Certaines critiques techniques de la théorie de la productivité marginale ont des implications idéologiques plus larges. Les tenants du marxisme économique soutiennent que même si les moyens de production ont généré un rendement fondé sur leur productivité marginale, cela ne veut pas dire pour autant que leurs propriétaires (les capitalistes) sont responsables de ce produit marginal et qu’ils devraient en bénéficier. Le taux de profit n’est pas un prix et on ne sait pas avec certitude s’il est déterminé par le marché. En fait, il ne reflète que partiellement la rareté du capital technique par rapport à la demande. Les différents types de moyens de production n’ont qu’une valeur financière, alors que le taux de profit est plutôt un pouvoir économique et social permettant à la minorité de propriétaires qui possède ces moyens de production d’exploiter une majorité de travailleurs et d’en tirer profit. Dans le modèle néoclassique, l’équilibre du taux de profit est déterminé par la technologie, le contrôle de ressources naturelles et les préférences (comprenant les préférences des investisseurs et des épargnants en fonction du temps), que le capital soit homogène ou non. Les considérations idéologiques de ce type ont grandement alimenté le débat rhétorique entourant la controverse des deux Cambridge.

Retour des techniques

Le « retour des techniques » (reswitching en anglais) décrit une situation dans laquelle une méthode de production permet de réduire les coûts lorsque le taux de profit est bas ou élevé alors qu'une autre méthode permet de réduire les coûts lorsque le taux de profit est médian. Le « retour des techniques » entraîne une inversion du capital, c’est-à-dire une association entre les taux d’intêret élevés (ou taux de profit) et des techniques nécessitant des dépenses en immobilisations. Cette situation implique donc le rejet d'une relation où il n’y a pas d’augmentation marquée entre l’intensité capitalistique et le taux de profit ou le taux d'intérêt. Par exemple, une entreprise cherchant à maximiser son profit peut adopter la technique A, passer à la technique B si le taux d'intérêt baisse et ensuite revenir à la technique A lorsque le taux d’intérêt est encore plus bas. Par contre, cet effet s'applique surtout aux processus de production macroéconomique ainsi que microéconomique et s’éloigne du problème d’agrégation qui est au cœur de la controverse des deux Cambridge.

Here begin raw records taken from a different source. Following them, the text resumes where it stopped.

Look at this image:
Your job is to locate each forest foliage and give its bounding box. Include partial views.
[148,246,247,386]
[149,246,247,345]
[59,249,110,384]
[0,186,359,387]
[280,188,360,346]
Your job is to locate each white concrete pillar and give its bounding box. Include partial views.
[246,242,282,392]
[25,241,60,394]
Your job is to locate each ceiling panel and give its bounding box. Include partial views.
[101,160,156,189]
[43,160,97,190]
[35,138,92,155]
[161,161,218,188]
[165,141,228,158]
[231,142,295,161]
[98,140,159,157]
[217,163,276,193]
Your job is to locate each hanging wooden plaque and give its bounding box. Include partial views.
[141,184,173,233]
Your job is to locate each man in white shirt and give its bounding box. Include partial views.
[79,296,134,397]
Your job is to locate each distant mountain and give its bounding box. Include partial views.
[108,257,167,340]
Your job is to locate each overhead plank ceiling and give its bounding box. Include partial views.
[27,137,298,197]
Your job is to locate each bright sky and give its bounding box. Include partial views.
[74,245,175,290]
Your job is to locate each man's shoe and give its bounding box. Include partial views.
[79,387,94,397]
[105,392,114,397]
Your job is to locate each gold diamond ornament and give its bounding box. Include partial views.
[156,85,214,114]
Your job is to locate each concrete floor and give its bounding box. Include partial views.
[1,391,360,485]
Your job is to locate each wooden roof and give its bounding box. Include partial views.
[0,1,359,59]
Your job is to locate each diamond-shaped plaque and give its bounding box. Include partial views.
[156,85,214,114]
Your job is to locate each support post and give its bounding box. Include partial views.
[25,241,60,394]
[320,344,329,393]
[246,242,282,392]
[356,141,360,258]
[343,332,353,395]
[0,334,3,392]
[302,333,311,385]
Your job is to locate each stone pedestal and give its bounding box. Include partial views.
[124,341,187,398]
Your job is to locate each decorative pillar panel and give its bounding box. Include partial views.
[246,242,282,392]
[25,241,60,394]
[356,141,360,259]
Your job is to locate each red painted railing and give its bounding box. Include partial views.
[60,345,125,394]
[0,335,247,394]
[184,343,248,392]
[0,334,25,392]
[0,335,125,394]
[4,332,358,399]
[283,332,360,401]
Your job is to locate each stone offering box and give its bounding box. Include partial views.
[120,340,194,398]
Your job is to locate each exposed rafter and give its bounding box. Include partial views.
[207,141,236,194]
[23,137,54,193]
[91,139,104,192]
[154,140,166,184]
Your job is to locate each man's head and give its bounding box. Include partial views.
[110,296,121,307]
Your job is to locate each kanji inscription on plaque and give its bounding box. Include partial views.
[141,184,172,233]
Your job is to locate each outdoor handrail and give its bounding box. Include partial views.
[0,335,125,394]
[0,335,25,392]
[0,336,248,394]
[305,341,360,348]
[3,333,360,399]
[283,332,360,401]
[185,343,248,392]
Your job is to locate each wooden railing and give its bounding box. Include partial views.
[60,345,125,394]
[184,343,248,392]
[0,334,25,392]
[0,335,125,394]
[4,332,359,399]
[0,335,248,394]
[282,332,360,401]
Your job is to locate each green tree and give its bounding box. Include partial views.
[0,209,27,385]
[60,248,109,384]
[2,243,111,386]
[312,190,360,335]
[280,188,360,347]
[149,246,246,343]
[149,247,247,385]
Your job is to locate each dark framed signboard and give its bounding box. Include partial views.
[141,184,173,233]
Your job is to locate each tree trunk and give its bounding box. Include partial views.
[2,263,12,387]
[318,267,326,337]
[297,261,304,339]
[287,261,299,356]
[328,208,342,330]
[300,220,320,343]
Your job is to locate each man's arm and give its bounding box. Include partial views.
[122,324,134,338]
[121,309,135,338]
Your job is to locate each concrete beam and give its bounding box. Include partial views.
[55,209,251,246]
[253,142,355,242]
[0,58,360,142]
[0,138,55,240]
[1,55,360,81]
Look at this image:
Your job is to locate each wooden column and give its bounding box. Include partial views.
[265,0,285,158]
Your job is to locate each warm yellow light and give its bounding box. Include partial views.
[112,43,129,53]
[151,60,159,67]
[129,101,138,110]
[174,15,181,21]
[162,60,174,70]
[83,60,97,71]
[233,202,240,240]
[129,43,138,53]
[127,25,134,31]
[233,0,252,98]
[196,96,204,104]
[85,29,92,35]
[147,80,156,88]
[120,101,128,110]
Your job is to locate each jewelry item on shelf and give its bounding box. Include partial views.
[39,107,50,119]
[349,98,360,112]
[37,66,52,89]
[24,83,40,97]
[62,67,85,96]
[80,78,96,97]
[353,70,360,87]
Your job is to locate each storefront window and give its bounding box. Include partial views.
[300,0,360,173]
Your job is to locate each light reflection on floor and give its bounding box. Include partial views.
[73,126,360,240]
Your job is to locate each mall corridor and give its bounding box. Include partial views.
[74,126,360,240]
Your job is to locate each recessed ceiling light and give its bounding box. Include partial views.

Paul Samuelson, le célèbre économiste de l’école néoclassique, résume le débat sur le retour des techniques dans un article rédigé en 1966 :

« Lorsque le taux d'intérêt est très bas, le fait de revenir à une technique qui semblait viable qu’à un taux d’intérêt très élevé présente des difficultés qui dépassent l’ésotérisme. Ce scénario démontre que l’explication de Stanley Jevons, Eugen von Böhm-Bawerk, Knut Wicksell et d’autres auteurs néoclassiques voulant que la technologie doit s’adapter, être davantage mécanisée et productive devant la chute des taux d’intérêt (une conséquence des achats de consommation qui sont remis à plus tard), ne peut pas être universellement valide[3]. »

Samuelson donne un exemple mettant en jeu le concept sraffien du bien daté (plutôt que des machines jouant un rôle indépendant) et le concept issu de l’école autrichienne d'économie de « détour de production », qui mesure l’intensité du capital. Au lieu d'estimer la fonction de production néoclassique, Samuelson adopte la tradition sraffienne en prenant différentes méthodes théoriques menant à la production d'un bien. Ces méthodes théoriques supposent différentes méthodes de productions. Samuelson montre que la maximisation du profit (ou minimisation des coûts), indique la meilleure façon de produire un bien, en considérant un salaire ou un taux d’intérêt précis. En fait, la thèse initiale de Samuelson voulant que le capital hétérogène puisse être considéré comme un bien d’équipement unique et homogène à tous les biens de consommation par l’intermédiaire d’une fonction de production substitutive, s’est avérée fautive.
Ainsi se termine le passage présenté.